Bringing Down The Iron Curtain

During the 80s, with artists I managed, I visited most of Eastern Europe's capitals. All of them smelt of decay. Buildings were dilapidated and hotels grubby. You could be arrested for taking a photograph where you shouldn't, or walking down the wrong street. In Moscow, the hotel staff were indistinguishable from police. "Your flight is cancel. You will delay 48 hours. We will retain your passport. Eat in the designated place."

Last week's Guardian interview with Mikhail Gorbachev made me realise how much I miss the Iron Curtain. It made the world so simple - good on one side, bad on the other.

My first glimpse of it was in the mid-1970s when I went to West Berlin, a flagship of Western consumerism stuck behind enemy lines. People usually flew. I took the train.

It left from Hamburg in West Germany and ran through East Germany hemmed in by electric fences. Inside you were in the comfortable warmth of capitalism; outside was communism.

An hour from Berlin the outside invaded. The train screeched to a halt and we were boarded by East German police. They came stamping down the corridors clattering their pistols against the windows and yelling at passengers. The woman they were looking for was hauled away.

During the 80s, with artists I managed, I visited most of Eastern Europe's capitals. All of them smelt of decay. Buildings were dilapidated and hotels grubby. You could be arrested for taking a photograph where you shouldn't, or walking down the wrong street. In Moscow, the hotel staff were indistinguishable from police. "Your flight is cancel. You will delay 48 hours. We will retain your passport. Eat in the designated place."

They'd give you vouchers for six identical meals - stale fish, boiled chicken, black bread, grey margarine. If you didn't eat it, there was nothing else. The shops were empty.

And with nothing to do and nothing worth eating, visiting businessmen were often entrapped by KGB hookers or people selling black-market caviar. And then sometimes blackmailed.

In the early 1990s I managed CC Catch, a German girl who's cheerful style of Europop clicked with Muscovites. Hits and a pretty face got us into illicit nightclubs that catered to a privileged cabal - ballet dancers, film stars, politburo members, and mafia chiefs. You'd be safe talking to one; in trouble speaking with another. But you never knew which - like an incomprehensible game.

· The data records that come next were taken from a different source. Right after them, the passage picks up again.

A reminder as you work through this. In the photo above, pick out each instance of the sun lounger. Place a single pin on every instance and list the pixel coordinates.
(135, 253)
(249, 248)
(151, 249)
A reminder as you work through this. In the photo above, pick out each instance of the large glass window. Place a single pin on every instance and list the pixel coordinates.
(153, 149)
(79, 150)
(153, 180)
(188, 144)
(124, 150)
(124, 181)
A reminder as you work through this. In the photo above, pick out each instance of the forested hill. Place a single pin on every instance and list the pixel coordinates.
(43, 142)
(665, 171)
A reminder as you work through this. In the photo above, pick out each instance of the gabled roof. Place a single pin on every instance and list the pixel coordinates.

I made a wrong move and got inveigled into judging a singing contest in Almaty, the capital of Kazakhstan. There were six judges, five from non-communist countries and one from Cuba. For three consecutive nights twenty contestants had to perform a song each. The fourth night was for awards.

The first evening's show dragged on till 11, then it was dinner with the mayor. He plied us with vodka, toasted everyone lavishly, and announced, "You will be making the North Korean singer win."

We said maybe we wouldn't.

Undeterred, he poured us more drink and praised the North Korean's qualities - "his fine tone, his range, his sensitivity" - none of which he actually had.

When someone said it was time for bed the mayor proposed more toasts. There were no taxis and we had no idea where we were. We were stuck. It was 5am before we were taken to the hotel and three hours later we were woken for a tour of the city.

Next night was the same. After the show we were whisked off to dinner where the mayor again said the North Korean must win. We were tired. Two of us said OK; three said we didn't care. The Cuban judge held out, so we were kept up late again. And woken early.

That's how the Soviet Union operated - intimidation and coercion. This was the gentle version - for foreign visitors.

After the third evening's show the mayor wanted to know our final choice, ready for the next night's awards. The Cuban had developed a cold. All he wanted was to go back to the hotel. Us too! So we told the mayor, "OK - North Korea wins."

But the following evening we did the West proud. When it came time to announce our decision we voted unanimously for the Filipino. The mayor glowered. It was as if we'd undermined everything the Soviet Union stood for. And perhaps we had.

A week later there was a coup. Gorbachev was put under house arrest, Yeltsin took power in the Russian parliament, and four months later the Soviet Union was dissolved.

At the time it felt good to have helped destroy communism, but later I regretted it. A trip behind behind the Iron Curtain was an irreplaceable experience - a trip to the other side of life - and now it's gone.

These days you check into the Moscow Marriott or the Hilton and they're the same as 5-star hotels everywhere. You shop at Next or Armani, and eat at any of a hundred good restaurants. Moscow is as pleasant and prosperous as Paris or London.

Which is a pity! Because when it was communist, getting back home always felt so incredibly good.

Especially with a kilo of black-market caviar.